Simples: somos o subproduto da cultura deles, a raspa da sobra que caiu da mesa, somos o cara que fritou hambúrguer e sonha ser embaixador, o latino barrado entre os “happy few” mesmo com olho azul, cabelo liso e sobrenome italiano. Aliás, eles têm trauma com isso, lembra a Máfia, Al Capone, Lei Seca, Crack da Bolsa em 29. Traumas que nem todas as séries da Netflix curarão. Enquanto cuidávamos de crescer e progredir, eles se metiam em guerras impossíveis na Coreia e no Vietnam, se intrometiam nas nossas vidas, nos diziam o que comer, enfiavam-se debaixo dos nossos lençóis, nos passavam o xampu no chuveiro e diziam qual o creme melhor para a nossa pele.
É isso que eles têm conosco, as fantasias de índio americano no carnaval fazendo “Rau!” com a mão espalmada, a roupa de caubói, o astronauta pisando na lua.

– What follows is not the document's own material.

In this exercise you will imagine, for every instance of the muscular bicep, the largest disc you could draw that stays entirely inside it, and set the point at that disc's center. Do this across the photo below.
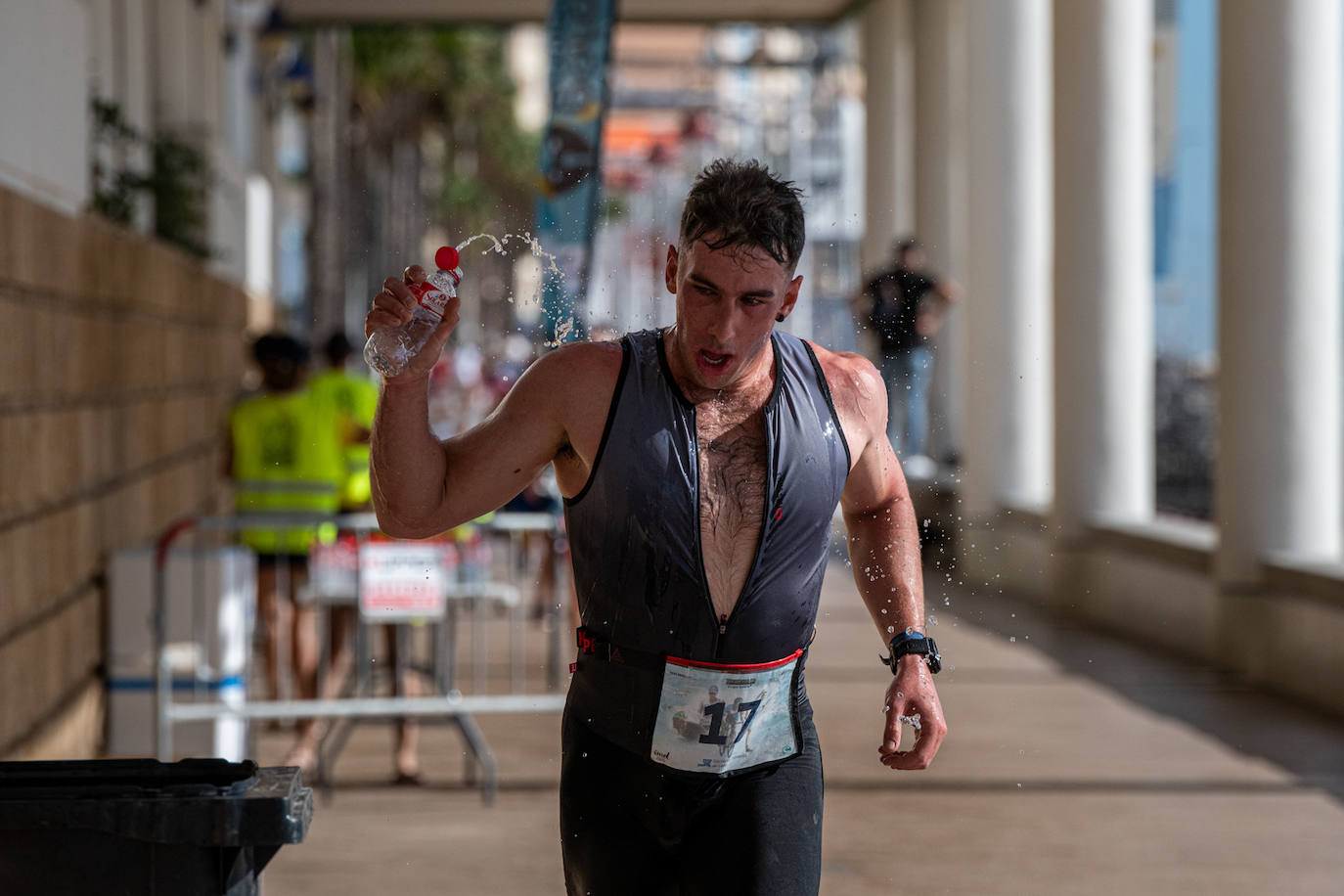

Nesta pandemia eles são nossos mentores, acho até que o Jair, coitado, nem sabe o que é cloroquina, agradece a doação e distribui à população dos pobres trópicos, tristes trópicos, quanta desilusão, tanto fracasso guardado num baú de prata dentro de nós.
Do México dizem “tão longe de Deus, tão perto dos Estados Unidos”, sem conhecer a nossa saga, a nossa sanha e a nossa sina de nação única a falar um dialeto, a “flor do Lácio, inculta e bela” que a poucos é dado conhecer. Estranho, alheio a tudo em volta, soberbo e altivo como um nobre sem ter onde viver ou morrer, o Brasil é o oposto dos vizinhos latino-americanos que têm língua própria comum, a terceira mais falada no mundo ocidental; não esse som enganador de bossa nova, melodia de quem vai meter sem vaselina.
Coitado do Brasil, tão longe de Deus, dos Estados Unidos e da salvação. Este é o destino do país perdido nas próprias incongruências, na escravidão sem fim, no atraso meticulosamente transmitido de geração a geração. O Brasil que fala tupi e anda nu nas praias, despudorado, que se esvai no carnaval e acorda de ressaca contando o lucro da farra, da festa, do butim. Este é o nosso país que gosta de samba e futebol e não quer saber de estupro e assassinato, bala achada e bala perdida.
Em uma festa de universitários da cidade de Tuscaloosa, bizarro concurso premiou quem primeiro se contaminou com o novo coronavírus, não para morrer, “of course”, apenas para mostrar que “somos o lar dos bravos, a terra dos livres!” Porra nenhuma! Tanto quanto nós, “cucarachas” do Rio Grande para baixo, aqueles idiotas são o fracasso do modelo em que nasceram e foram criados. Falidos como nós aqui embaixo, desafiam a morte como se vida houvesse no vazio onde estão.